Physical chemistry and mechanism of intercalation in graphite

Abstract

If one exposes a 10 mm-thick piece of pyrolytic graphite to Br 2 and follows the thickness changes of five marked sections in the 10 mm, it is apparent that intercalation starts in the interlayer regions next to the two basal planes and not throughout the 10 mm. In fact, if one caps the ends to prevent this end reaction, then no expansion occurs in any region. Furthermore, the threshold pressure required to initiate the end reaction increases with the total thickness of the slab of graphite. A similar behavior has been observed with four other reactants in flakes of natural graphite whose dimensions are about 2 mm in a direction parallel to the carbon layers. They are (1) CrO 2Cl 2, which will intercalate thin flakes but will cause no weight increase or expansion in flakes thicker than about 100 μm. (2) CrO 3 at 220 °C which gives a higher content of intercalated material in thin- than in thick flakes. (3) MoCl 5 vapor at 300 °C which gives a higher content and gives it more rapidly in thin- than in thick flakes. (4) FeCl 3 in nitromethane which, as a 3 M solution, with a 20 μm thick flake gives an expansion of 150%. With a 90 μm flake the expansion is 60% on initial exposure, but after exposure to pure solvent, with some accompanying shrinkage, the expansion is a total of 80% during a second exposure to FeCl 3 solution.

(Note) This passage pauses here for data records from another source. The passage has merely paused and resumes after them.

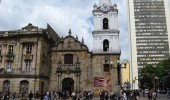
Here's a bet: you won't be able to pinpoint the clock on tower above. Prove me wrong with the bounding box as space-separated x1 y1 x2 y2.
100 3 110 12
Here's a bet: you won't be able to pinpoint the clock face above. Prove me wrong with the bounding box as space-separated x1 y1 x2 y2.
101 3 110 12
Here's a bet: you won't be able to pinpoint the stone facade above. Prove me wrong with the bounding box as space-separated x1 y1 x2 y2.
0 23 60 94
0 0 121 95
0 24 120 95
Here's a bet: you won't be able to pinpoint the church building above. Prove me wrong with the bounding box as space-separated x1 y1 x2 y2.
0 0 120 95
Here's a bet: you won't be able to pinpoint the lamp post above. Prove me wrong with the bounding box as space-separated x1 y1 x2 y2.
75 60 81 92
154 77 159 90
56 62 62 91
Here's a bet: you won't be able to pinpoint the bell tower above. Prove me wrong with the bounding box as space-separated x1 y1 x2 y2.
92 0 120 54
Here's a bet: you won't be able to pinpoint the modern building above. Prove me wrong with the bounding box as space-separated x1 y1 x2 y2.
0 0 121 95
127 0 170 89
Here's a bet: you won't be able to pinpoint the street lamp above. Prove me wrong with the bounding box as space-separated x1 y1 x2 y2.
56 62 62 91
154 77 159 90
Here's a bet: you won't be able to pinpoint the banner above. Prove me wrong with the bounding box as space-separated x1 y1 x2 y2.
94 77 111 87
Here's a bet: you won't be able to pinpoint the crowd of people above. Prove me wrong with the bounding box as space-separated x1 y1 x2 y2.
99 90 140 100
0 89 142 100
0 90 94 100
0 89 169 100
40 90 93 100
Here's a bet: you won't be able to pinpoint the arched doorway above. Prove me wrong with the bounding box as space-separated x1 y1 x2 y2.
20 80 29 94
62 78 74 93
3 80 10 93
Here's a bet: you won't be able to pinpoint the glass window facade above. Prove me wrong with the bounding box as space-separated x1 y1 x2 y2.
133 0 169 67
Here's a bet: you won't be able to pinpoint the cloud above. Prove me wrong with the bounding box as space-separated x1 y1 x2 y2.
0 0 169 61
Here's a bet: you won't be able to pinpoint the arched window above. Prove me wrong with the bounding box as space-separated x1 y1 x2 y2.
3 80 10 92
64 54 73 64
20 80 29 94
103 39 109 52
103 18 109 29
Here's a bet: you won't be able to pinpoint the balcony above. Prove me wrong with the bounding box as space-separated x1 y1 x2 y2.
23 54 33 60
0 69 37 78
5 52 14 61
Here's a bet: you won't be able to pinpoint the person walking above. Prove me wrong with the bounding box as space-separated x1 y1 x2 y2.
148 89 152 100
152 90 157 100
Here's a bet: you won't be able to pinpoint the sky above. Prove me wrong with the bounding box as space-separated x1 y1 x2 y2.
0 0 170 61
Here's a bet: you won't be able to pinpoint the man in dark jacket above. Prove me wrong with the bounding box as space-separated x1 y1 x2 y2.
28 91 33 100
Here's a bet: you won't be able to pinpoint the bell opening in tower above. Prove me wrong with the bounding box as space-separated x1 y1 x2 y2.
103 39 109 52
103 18 109 29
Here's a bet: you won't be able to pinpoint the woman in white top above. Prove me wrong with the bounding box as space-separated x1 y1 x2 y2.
122 92 127 100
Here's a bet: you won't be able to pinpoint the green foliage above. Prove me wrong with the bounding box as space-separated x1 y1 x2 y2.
140 57 170 89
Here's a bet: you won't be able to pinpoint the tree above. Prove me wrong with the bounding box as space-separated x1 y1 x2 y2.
157 58 170 89
140 65 156 89
140 58 170 89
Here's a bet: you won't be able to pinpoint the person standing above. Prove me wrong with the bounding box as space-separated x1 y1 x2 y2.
43 93 49 100
0 91 2 100
12 92 16 100
71 91 76 100
28 91 33 100
122 92 127 100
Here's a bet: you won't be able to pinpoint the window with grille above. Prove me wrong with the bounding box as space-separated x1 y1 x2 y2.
26 44 32 54
64 54 73 64
24 59 31 71
8 45 13 54
6 61 12 72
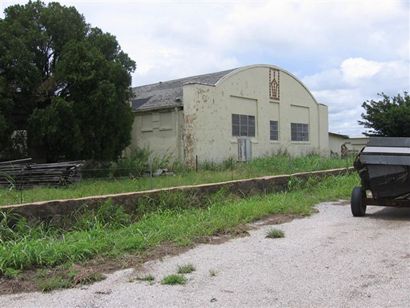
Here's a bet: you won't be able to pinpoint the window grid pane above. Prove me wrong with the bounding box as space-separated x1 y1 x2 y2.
291 123 309 141
270 121 278 140
232 114 255 137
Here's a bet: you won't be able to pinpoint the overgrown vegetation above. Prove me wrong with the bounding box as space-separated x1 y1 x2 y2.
0 154 353 206
35 265 105 292
0 174 358 292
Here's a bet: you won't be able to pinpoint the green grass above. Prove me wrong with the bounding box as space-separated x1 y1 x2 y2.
35 266 105 292
0 174 358 278
131 274 155 283
265 228 285 239
161 274 187 285
37 274 74 292
177 263 195 274
0 154 353 206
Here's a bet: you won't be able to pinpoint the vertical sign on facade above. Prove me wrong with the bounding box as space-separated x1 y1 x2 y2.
269 68 280 101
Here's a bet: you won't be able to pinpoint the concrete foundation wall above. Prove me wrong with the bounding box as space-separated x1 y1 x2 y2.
1 168 353 222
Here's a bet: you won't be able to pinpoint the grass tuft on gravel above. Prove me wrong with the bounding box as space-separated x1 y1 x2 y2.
131 274 155 283
266 228 285 239
177 263 195 274
161 274 187 285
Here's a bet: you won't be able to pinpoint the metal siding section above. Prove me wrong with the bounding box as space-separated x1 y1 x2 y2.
360 155 410 166
367 137 410 147
363 147 410 154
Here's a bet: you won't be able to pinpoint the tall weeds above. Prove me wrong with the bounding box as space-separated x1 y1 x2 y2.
0 174 358 275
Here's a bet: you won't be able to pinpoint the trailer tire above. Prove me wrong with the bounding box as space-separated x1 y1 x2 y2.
351 186 366 217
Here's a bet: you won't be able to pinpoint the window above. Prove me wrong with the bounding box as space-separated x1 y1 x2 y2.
232 114 255 137
291 123 309 141
270 121 278 140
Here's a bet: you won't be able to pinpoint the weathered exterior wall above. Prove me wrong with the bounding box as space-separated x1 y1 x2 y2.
183 65 329 164
329 133 348 156
349 137 369 153
129 108 184 160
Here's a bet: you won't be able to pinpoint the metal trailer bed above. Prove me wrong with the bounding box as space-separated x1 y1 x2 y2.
351 137 410 216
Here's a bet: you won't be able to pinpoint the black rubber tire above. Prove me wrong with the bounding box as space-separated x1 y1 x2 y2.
351 186 366 217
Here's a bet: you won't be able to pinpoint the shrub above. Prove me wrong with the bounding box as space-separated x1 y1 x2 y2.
110 147 151 178
81 160 111 179
110 148 174 178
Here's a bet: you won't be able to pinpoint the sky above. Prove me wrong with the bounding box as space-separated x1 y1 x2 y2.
1 0 409 136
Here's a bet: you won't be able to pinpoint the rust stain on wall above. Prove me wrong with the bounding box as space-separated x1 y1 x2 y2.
183 114 197 168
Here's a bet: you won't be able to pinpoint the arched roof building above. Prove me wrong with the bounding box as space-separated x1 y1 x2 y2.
131 64 329 166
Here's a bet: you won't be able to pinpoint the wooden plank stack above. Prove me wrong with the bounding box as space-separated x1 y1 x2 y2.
0 158 82 189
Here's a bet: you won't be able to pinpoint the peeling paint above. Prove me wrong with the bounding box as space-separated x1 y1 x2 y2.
183 114 197 168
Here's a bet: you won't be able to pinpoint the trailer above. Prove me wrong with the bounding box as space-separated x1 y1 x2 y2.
351 137 410 216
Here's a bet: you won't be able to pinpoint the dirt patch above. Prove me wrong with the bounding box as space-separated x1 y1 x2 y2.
253 213 307 226
0 214 300 295
0 272 38 294
197 224 252 245
257 215 300 226
331 200 349 206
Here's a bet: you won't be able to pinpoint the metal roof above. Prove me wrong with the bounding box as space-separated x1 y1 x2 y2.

Repeated cycles finally raise this to the 150% of the thin flake. A theory to account for the above behavior tentatively suggests that the charge transfer between the reactant and the two basal planes of a flake modifies the band structure so that the nth space is intercalated, where n is the stage number (number of carbon layers between reactant layers). The effect is transferred through the layer system as intercalation proceeds. It is, however, countered by the energy required initially to distort two layer planes when intercalation starts at the periphery of those two planes. This energy requirement increases with the flake thickness, thereby accounting for the above effects.